|
The syntax isn't self-describing and uses lots of abbreviations; it relies on some R magic that I found confusing when learning (unquoted column names and special builtin variables); and data.table is just a different approach to SQL and other dataframe libraries. Here's an example from the docs flights[carrier == "AA",
lapply(.SD, mean),
by = .(origin, dest, month),
.SDcols = c("arr_delay", "dep_delay")]
that's clearly less clear than SQL SELECT
origin, dest, month,
MEAN(arr_delay), MEAN(dep_delay)
FROM flights
WHERE carrier == "AA"
GROUP BY arr_delay, dep_delay
or pandas flights[filghts.carrier == 'AA'].groupby(['arr_delay', 'dep_delay']).mean()
But once you get used to it data.table makes a lot of sense: every operation can be broken down to filtering/selecting, aggregating/transforming, and grouping/windowing. Taking the first two rows per group is a mess in SQL or pandas, but is super simple in data.table flights[, head(.SD, 2), by = month]

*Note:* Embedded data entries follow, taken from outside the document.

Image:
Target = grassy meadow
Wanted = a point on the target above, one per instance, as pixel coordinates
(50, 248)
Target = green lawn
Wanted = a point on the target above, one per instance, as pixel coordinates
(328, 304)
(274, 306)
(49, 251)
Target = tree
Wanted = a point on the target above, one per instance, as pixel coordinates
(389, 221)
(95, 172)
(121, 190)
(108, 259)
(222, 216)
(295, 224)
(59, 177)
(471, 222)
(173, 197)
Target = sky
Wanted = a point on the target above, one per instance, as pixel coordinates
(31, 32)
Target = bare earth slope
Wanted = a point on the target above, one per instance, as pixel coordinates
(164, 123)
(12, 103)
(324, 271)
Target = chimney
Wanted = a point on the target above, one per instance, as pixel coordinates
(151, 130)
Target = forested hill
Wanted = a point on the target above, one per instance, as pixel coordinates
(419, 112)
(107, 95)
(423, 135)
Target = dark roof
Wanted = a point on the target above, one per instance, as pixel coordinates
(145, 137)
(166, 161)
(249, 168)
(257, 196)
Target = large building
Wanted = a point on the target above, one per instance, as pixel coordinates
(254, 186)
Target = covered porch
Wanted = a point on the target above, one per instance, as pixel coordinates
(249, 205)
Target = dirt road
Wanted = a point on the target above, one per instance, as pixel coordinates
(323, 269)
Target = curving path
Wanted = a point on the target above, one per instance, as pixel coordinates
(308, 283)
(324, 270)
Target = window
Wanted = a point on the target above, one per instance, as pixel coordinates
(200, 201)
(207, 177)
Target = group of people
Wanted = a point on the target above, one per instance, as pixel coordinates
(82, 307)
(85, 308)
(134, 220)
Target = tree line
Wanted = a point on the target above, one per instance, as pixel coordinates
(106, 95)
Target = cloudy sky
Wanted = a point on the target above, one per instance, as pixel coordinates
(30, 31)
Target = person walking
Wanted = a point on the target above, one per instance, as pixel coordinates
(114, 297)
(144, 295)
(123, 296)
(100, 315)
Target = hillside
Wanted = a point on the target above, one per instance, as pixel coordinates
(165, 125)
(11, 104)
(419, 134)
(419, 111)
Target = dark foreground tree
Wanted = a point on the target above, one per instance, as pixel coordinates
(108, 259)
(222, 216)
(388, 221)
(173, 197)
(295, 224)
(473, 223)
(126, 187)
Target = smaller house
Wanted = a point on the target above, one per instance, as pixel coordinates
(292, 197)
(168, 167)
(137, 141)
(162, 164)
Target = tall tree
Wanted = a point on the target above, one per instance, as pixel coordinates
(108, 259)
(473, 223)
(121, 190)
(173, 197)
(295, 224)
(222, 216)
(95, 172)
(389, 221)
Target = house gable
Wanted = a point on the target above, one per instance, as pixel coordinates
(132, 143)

That data.table has significantly better performance than any other dataframe library in any language is a nice bonus! |
flights.groupby("month").head(2)
Not only is does this have all the same keywords, but it is organized in a much clearer way to newcomers and labels things to look up in the API. Whereas your R code has a leading comma, .SD, and a mix of quotes and non-quotes for references to columns. You even admit the last was confusing to learn. This can all be crammed in your head, but not what I would call thoughtfully designed.